Every time I see a recipe with pappardelle, I instantly want to try it. This pappardelle with beef and mushroom ragu recipe from Real Simple was no exception. The problem was, and the problem with pappardelle recipes always is, I could not find pappardelle in the store. Come to think of it, I don't think I have seen pappardelle sold at the grocery store. Ever. Fortunately, the recipe says you can substitute with fettucini, so I got the fattest fettucini I could find.
- beef: the original recipe called for 1 pound of chuck. When I went to the store, I couldn't find just one pound of chuck. I could find three pounds of chuck. Or I could find one pound of other meat that was more expensive than chuck. I decided I would buy the three pounds of the cheaper meat. When I got home, I cut about a third of it off and cubed that to get my pound of flesh. (The rest would go into a 2 lb roast the next day.) I put that into my dutch oven and sauteed the meat. Once it was browned, I removed it to a separate plate.
- veggies: I followed the rest of the recipe pretty closely here. I chopped 1 large onion, 4 cloves of garlic, and 2 carrots. I sauteed those until the onions started getting clear.
- tomato paste: I put in the 1T of tomato paste that the original recipe called for. And I stirred and sauteed the paste until it made the vegetables all pasty and red-brown. I watched an episode of Secrets of a Restaurant Chef where she emphasized how important it was to cook the veggies and tomato paste. If you don't, Italians will criticize the sauce for tasting raw, apparently.
- canned tomatoes: I put a 15 oz can of canned tomatoes and the juice into the dutch oven, just like the recipe said. I also put the beef back into the pot.
- water: At that point, the recipe called for 2 cups of chicken broth. I forgot to buy chicken broth at the store. I thought about substituting with white wine or red wine. But then I remembered that this was going to go on pasta. And the last time I put red wine into a pasta sauce, it made the noodles purple in an unappetizing way. Besides, the idea of chicken broth was confusing.
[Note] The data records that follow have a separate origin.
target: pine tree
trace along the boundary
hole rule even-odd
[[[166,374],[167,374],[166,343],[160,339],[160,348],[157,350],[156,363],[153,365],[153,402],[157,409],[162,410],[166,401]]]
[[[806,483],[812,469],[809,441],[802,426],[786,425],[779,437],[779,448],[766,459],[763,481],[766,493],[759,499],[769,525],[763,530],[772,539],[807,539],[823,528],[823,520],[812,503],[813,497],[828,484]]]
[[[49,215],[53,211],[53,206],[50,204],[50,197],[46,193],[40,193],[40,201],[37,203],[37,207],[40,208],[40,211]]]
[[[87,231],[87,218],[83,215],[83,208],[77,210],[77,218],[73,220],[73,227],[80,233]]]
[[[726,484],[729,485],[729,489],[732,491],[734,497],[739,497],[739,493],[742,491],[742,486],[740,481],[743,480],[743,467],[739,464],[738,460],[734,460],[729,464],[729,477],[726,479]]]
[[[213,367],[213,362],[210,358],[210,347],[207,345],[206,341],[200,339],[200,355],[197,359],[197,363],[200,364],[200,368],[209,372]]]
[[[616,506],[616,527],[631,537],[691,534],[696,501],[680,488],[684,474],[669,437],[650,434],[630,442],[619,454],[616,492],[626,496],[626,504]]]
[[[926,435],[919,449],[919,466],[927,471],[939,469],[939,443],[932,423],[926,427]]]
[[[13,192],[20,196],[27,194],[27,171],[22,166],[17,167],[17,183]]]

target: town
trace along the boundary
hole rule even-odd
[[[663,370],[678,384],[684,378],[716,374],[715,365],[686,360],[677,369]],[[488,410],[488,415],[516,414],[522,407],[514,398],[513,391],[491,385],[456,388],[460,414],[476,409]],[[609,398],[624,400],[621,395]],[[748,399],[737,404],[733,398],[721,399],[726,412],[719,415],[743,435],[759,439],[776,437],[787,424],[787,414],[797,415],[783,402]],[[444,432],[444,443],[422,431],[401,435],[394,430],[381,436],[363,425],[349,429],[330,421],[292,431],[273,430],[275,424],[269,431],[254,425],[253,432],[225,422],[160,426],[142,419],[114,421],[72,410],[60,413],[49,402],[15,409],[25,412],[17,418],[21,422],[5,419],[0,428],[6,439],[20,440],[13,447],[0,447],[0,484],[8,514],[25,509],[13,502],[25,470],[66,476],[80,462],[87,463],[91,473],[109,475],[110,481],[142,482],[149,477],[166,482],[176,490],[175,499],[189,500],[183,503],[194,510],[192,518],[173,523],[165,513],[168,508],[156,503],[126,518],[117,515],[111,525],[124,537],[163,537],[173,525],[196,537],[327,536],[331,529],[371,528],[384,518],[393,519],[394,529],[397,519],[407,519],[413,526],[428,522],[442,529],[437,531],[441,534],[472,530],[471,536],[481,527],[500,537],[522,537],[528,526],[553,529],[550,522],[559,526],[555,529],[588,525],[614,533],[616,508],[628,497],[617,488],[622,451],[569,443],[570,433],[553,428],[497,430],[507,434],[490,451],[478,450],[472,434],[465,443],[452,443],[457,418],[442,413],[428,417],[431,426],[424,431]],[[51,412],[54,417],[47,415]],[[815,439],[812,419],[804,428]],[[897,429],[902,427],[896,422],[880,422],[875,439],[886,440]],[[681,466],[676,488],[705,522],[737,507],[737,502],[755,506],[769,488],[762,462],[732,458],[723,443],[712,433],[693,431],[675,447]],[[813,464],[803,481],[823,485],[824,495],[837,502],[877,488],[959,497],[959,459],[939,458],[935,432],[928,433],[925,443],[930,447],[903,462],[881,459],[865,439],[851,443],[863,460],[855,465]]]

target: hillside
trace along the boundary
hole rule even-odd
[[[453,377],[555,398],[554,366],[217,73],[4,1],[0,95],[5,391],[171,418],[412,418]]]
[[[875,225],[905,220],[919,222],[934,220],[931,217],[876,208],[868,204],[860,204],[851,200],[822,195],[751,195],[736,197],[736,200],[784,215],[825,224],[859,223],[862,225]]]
I mean, this was a beef ragu.
- time: at that point, I needed to set the sauce to a simmer and cover for 60 to 75 minutes.
- mushrooms: the last step was to add quartered mushrooms to the pot and simmer for another ten minutes or so.
When it was all done, I plated the sauce on top of the fettucini. And it tasted pretty good. I don't know why, but when I make a recipe from a book or from tv and it tastes good, I am always surprised.
I garnished the dish with a very heavy hand of parmesan cheese. (i took my photos pre-garnish). the recipe called for me to add like a quarter cup of it at some point. But I don't like to use parmesan cheese for anything except as a garnish. If you add it too early, it just melts away. and you can't tell that it's there, which seems like a waste of perfectly good cheese. And, like when you put cream cheese on a really hot bagel and it melts away and leaves you with a soggy, bland bagel, that would be disappointing.
The sauce was a little thin. The recipe said I could have let it cook uncovered for a while to thicken up. But I think that it just needs more than 1 T of tomato paste.